To simplify the logic for instruction decoding, the instruction
coding is carefully chosen. For example, one bit in the instruction
specifies whether the instruction will increment or decrement the
stack pointer. The offset to access the \emph{locals} is directly
encoded in the instruction. This is not the case for the original
encoding of the equivalent bytecodes (e.g. \emph{iload\_0} is 0x1a
and \emph{iload\_1} is 0x1b). Whenever a multiplexer depends on an
instruction, the selection is directly encoded in the instruction.

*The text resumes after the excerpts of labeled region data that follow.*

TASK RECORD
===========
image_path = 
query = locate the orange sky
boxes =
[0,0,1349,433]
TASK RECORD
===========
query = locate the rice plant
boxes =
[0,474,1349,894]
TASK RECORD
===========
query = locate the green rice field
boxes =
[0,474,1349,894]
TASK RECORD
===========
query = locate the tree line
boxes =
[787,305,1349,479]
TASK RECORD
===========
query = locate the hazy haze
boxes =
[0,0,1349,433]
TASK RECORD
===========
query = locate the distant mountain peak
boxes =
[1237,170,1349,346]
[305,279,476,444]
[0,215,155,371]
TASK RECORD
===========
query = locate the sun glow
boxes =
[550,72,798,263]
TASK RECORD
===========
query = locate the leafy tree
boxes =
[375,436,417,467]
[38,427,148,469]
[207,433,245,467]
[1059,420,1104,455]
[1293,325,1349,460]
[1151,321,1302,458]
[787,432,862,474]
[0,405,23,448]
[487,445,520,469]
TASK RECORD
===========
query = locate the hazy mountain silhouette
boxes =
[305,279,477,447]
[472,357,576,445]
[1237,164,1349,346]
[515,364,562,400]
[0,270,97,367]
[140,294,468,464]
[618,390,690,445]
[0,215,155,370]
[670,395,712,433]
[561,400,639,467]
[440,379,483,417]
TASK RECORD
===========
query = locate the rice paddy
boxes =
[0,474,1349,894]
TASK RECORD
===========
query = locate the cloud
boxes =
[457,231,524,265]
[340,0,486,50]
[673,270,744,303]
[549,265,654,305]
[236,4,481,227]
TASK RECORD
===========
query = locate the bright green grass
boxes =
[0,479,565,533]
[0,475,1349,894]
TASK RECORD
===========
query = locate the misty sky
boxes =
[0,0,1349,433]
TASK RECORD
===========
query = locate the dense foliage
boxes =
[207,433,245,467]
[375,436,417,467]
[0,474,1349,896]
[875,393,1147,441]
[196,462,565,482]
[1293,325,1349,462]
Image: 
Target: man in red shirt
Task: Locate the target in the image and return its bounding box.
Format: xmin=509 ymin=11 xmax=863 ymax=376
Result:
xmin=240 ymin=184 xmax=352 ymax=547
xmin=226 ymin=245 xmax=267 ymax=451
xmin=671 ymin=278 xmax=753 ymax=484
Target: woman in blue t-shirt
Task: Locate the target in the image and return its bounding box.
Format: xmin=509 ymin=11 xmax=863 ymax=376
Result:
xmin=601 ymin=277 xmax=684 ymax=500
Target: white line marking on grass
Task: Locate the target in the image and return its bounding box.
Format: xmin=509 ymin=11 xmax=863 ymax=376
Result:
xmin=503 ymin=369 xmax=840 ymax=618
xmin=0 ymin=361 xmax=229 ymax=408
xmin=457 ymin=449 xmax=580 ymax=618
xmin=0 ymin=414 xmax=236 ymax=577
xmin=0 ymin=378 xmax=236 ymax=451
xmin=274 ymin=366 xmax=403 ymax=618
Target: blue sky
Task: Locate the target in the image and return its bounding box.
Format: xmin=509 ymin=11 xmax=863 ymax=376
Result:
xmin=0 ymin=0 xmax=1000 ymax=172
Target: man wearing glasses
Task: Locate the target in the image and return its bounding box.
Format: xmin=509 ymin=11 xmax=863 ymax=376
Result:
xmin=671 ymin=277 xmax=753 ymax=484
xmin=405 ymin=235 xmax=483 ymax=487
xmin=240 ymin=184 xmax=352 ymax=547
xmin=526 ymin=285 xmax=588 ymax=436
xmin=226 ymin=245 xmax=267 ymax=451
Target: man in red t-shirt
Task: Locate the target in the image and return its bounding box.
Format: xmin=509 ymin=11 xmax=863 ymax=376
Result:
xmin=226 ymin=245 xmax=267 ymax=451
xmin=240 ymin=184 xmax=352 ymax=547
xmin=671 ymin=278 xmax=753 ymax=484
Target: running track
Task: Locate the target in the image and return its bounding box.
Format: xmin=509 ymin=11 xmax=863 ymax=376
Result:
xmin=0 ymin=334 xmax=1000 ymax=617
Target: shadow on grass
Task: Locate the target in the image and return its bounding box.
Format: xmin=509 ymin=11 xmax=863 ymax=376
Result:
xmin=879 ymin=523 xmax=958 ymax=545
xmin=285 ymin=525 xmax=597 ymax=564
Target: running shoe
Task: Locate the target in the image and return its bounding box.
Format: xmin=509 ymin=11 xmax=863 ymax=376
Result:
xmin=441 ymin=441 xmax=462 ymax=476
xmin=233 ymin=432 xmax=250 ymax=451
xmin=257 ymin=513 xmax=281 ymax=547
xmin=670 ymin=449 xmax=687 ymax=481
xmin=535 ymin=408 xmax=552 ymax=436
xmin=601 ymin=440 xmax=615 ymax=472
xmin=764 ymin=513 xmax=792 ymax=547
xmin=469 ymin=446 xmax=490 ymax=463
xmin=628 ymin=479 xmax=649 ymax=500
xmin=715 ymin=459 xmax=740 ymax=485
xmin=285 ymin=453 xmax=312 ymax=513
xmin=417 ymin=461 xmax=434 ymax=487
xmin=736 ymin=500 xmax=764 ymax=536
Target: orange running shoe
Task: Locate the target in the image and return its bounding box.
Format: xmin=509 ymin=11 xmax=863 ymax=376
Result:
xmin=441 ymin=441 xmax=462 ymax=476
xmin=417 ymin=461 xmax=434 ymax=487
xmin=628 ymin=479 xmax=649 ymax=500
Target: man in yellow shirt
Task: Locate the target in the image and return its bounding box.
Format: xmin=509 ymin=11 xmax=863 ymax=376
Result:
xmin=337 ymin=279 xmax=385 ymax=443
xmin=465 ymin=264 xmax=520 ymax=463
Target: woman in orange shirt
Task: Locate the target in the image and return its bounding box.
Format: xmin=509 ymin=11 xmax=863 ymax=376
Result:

\subsection{Instruction Set}
JOP implements 43 different microcode instructions. These
instructions are encoded in 8 bits. With the addition of the
\emph{nxt} and \emph{opd} bits in every instruction, the effective
instruction length is 10 bits.
\begin{description}
\item[Bytecode equivalent:]
These instructions are direct implementations of bytecodes and
result in one cycle execution time for the bytecode (except
\code{st} and \code{ld}): \code{pop}, \code{and}, \code{or},
\code{xor}, \code{add}, \code{sub}, \code{st$<$n$>$}, \code{st},
\code{ushr}, \code{shl}, \code{shr}, \code{nop}, \code{ld$<$n$>$},
\code{ld}, \code{dup}
\item[Local memory access:]
The first 16 words in the internal stack memory are reserved for
internal variables. The next 16 words contain constants. These
memory locations are accessed using the following instructions:
\code{stm}, \code{ldm}, \code{ldi}
\item[Register manipulation:]
The stack pointer, the variable pointer and the Java program counter
are loaded or stored with: \code{stvp}, \code{stjpc}, \code{stsp},
\code{ldvp}, \code{ldjpc}, \code{ldsp}
\item[Bytecode operand:]
The operand is loaded from the bytecode RAM, converted to a 32-bit
word and pushed on the stack with: \code{ld\_opd\_8s},
\code{ld\_opd\_8u}, \code{ld\_opd\_16s}, \code{ld\_opd\_16u}
\item[External memory access:]
The autonomous memory subsystem is accessed using the following
instructions: \code{stmra}, \code{stmwa}, \code{stmwd}, \code{wait},
\code{ldmrd}, \code{stbcrd}, \code{ldbcstart}
\item[IO device access:]
The following instructions permit access to the IO subsystem:
\code{stioa}, \code{stiod}, \code{ldiod}
\item[Multiplier:]
The multiplier is accessed with: \code{stmul}, \code{ldmul}
\item[Microcode branches:]
Two conditional branches in microcode are available: \code{bz},
\code{bnz}
\item[Bytecode branch:]
All 17 bytecode branch instructions are mapped to one instruction:
\code{jbr}
\end{description}
%
A detailed description of the microcode instructions can be found in
Appendix~\ref{appx:jop:instr}.
\subsection{Bytecode Example}
The example in Listing~\ref{lst:arch:micro1} shows the
implementation of a single cycle bytecode and an infrequent bytecode
as a sequence of JOP instructions. In this example, the \code{dup}
bytecode is mapped to the equivalent \code{dup} microcode and
executed in a single cycle, whereas \code{dup\_x1} takes five cycles
to execute, and after the last instruction (\code{ldm a nxt}), the
first instruction for the next bytecode is executed.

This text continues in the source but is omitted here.